Of the few winners to come from the pandemic, Internet retailer Amazon is surely the biggest.

For the first time ever, it is projected to have exceeded a whopping $100 billion in quarterly revenue in the fourth quarter, spurred on by brands using it as their ecommerce lifeline. In part, that growth has been driven by premium brands.

Fashion powerhouse
Amazon’s biggest statement of intent in luxury retail is, of course, the 2020 launch of its online Luxury Stores, dedicated to the sales of luxury items on its mobile app and available to Prime members. It is arguably a lifeline for luxury brands suffering from shut shop doors, albeit one that is currently limited to consumers in the United States.

Brands including U.S. fashion label Oscar de la Renta are taking advantage of Amazon’s new shopping model.

Outside the U.S., brands can cash in on Amazon’s wider fashion bonanza.

According to Christine Beauchamp, more than 1 billion fashion products had been ordered via the online giant last year – and that is before taking into account any parallel categories such as cosmetics.

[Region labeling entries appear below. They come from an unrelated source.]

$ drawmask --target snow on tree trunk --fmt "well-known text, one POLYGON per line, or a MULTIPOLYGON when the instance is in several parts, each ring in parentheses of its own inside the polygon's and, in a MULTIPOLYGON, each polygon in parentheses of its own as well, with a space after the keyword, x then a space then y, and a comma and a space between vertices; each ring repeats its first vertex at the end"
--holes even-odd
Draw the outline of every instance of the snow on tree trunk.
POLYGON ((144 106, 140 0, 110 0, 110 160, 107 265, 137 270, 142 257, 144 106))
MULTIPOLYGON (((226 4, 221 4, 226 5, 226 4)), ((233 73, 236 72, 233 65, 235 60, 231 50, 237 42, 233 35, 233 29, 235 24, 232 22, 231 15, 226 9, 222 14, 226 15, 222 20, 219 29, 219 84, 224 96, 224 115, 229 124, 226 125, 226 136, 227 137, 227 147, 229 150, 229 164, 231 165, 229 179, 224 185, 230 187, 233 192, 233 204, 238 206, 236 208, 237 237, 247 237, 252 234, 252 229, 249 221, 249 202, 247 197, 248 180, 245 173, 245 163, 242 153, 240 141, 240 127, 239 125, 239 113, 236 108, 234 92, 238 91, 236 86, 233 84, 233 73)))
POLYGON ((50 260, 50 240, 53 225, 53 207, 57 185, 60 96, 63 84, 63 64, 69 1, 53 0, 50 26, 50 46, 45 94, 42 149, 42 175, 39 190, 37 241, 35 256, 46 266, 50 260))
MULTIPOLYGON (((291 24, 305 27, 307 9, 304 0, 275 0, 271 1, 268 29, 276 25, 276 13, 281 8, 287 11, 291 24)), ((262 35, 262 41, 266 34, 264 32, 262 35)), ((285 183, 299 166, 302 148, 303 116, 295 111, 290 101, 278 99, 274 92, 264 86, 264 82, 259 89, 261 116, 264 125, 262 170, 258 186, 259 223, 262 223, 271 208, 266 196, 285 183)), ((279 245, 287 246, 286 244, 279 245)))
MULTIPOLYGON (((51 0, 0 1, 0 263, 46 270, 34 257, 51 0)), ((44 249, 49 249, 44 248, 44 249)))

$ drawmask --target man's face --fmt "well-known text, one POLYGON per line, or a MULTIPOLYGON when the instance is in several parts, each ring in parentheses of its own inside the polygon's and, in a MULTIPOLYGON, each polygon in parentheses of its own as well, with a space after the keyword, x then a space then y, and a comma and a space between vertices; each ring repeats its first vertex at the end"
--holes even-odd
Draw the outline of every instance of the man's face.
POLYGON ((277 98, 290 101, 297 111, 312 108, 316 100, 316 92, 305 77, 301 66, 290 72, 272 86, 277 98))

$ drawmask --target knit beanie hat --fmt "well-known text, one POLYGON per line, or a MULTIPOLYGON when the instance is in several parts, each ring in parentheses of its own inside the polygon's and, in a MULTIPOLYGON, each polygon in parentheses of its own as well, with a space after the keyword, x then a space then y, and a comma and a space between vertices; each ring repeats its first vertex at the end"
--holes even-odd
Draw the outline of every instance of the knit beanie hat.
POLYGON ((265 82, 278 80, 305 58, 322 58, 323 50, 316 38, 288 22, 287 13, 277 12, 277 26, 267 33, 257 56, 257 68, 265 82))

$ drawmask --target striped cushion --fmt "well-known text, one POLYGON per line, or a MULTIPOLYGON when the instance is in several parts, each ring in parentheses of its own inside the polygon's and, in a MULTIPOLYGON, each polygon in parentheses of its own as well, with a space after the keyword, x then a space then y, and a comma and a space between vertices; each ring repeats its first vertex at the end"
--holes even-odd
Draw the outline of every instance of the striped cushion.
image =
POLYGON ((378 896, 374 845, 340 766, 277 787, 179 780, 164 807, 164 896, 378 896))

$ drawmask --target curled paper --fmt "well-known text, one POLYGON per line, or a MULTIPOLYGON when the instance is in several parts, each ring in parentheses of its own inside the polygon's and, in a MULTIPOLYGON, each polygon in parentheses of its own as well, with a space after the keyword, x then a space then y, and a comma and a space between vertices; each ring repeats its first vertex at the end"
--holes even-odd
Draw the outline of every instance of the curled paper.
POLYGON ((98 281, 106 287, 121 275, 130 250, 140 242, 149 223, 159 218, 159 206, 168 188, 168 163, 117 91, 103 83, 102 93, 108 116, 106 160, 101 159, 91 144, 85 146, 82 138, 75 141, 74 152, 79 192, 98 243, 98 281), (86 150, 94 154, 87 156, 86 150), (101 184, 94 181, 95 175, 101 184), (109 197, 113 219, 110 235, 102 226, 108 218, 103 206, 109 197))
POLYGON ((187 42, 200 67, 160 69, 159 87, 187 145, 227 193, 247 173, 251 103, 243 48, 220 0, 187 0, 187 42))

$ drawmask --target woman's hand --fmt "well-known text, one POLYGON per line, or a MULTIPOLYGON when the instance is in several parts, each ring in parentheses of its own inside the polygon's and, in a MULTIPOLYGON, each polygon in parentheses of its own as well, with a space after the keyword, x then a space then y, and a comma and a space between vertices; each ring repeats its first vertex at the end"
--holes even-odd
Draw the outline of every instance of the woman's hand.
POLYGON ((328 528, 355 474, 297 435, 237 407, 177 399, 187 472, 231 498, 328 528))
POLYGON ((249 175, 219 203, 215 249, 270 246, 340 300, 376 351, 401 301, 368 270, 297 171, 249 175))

But for a sector where relationships, brand engagement and sales have traditionally been nurtured on the shop floor, how best to navigate the shift online?

Importantly, how best to make the most of a platform that might not even have been a serious platform for luxury brands?

How best to catch up with the rest of retail and monetize the platform without denting the luxury positioning?

Amazon best viewed as part of wider strategy
The shift to online shopping is not a COVID-19 aberration, even in luxury.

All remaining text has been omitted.